Year of Publication



Public Health

Degree Name

Dr. of Public Health (Dr.P.H.)

Committee Chair

Dr. Tyrone Borders

Committee Member

Dr. Joseph Benitez

Committee Member

Dr. Richard Ingram


In 2015, syringe exchange programs (SEPs) were legalized in Kentucky as part of a response to the high and rising morbidity and mortality associated with injection drug use, particularly opioids. In addition to their primary function of preventing the spread of some infectious diseases by providing injection drug users (IDUs) with easy access to sterile injection equipment, SEPs may also offer ancillary services such as referrals to primary care providers and substance abuse and mental health treatment, as well as safe injection education and naloxone training. These ancillary services are intended to improve the overall health of IDUs and the community, and they may specifically help to reduce fatal and non-fatal overdoses (ODs). This capstone project had two specific aims. The first is to describe the location of SEPs in Kentucky in relation to areas of the state with the most need and to assess the supply of treatment providers in counties with and without SEPs.

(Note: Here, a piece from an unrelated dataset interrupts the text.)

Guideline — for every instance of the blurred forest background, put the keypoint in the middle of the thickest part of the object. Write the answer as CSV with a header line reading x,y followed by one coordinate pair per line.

The second is to explore the association between the opening of SEPs and county-level hospital emergency department utilization for drug ODs. Moreover, extensive background on SEPs is provided, including a discussion about their history and a review of the literature regarding the effectiveness of the programs. This capstone is one of if not the first to evaluate SEP effectiveness across Kentucky and has generated valuable evidence for policymakers across the country as they search for ways to address the damages caused by injection drug use.